As in the case of the struggle of the Palestinian people, there is a clear distinction between the principle of supporting the liberation struggle of the Kurdish people and the different forces involved, with our active support going first to the Turkish and Kurdish communist and revolutionary organisations, such as the TKP/ML or the MLKP .
Support for the Kurdish national liberation movement must first and foremost take the form of political support for the revolutionary forces rather than essentially humanitarian support.
Humanitarian support is necessary in so far as it serves as a basis for international solidarity, but it should always be led by politics. Nor does support preclude a frank and honest criticism of the Kurdish organisations as and when divergences arise, as occurred with the OCML VP when it joined the campaign in support of the Freedom Battalion (IFB) in Rojava launched by International Red Aid . This battalion founded in June 2015 under the military command of the YPG/YPJ is made up of foreign anarchist and communist revolutions fighting side by side with the Kurds in Rojava .
This is exactly the opposite of the stance adopted by the ICOR in its ‘International Brigade for Kobanê’ campaign , a political campaign in support of the Kurdish people devoid of criticism towards the PYD, effectively rendering it a flat and apolitical humanitarian campaign (project for the building of a hospital).
The International Freedom Battalion and its different parts has an independent political expression. In its declarations, it has openly denounced imperialism  and one of its brigades has questioned US military support . Other forces within the Battalion such as the TKP/ML  have also warned of the dangers of this alliance.

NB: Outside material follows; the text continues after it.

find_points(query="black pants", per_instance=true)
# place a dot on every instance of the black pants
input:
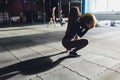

When the OCML VP joined the campaign in January 2016 it was because we believed that it contained a clearly anti-imperialist and revolutionary position vis à vis the situation in the region, whilst at the same time supporting the revolutionary forces active in the conflict. Since then, we have organised and taken part in several events , collected thousands of euros, helped spread the views of the International Battalion in French , etc.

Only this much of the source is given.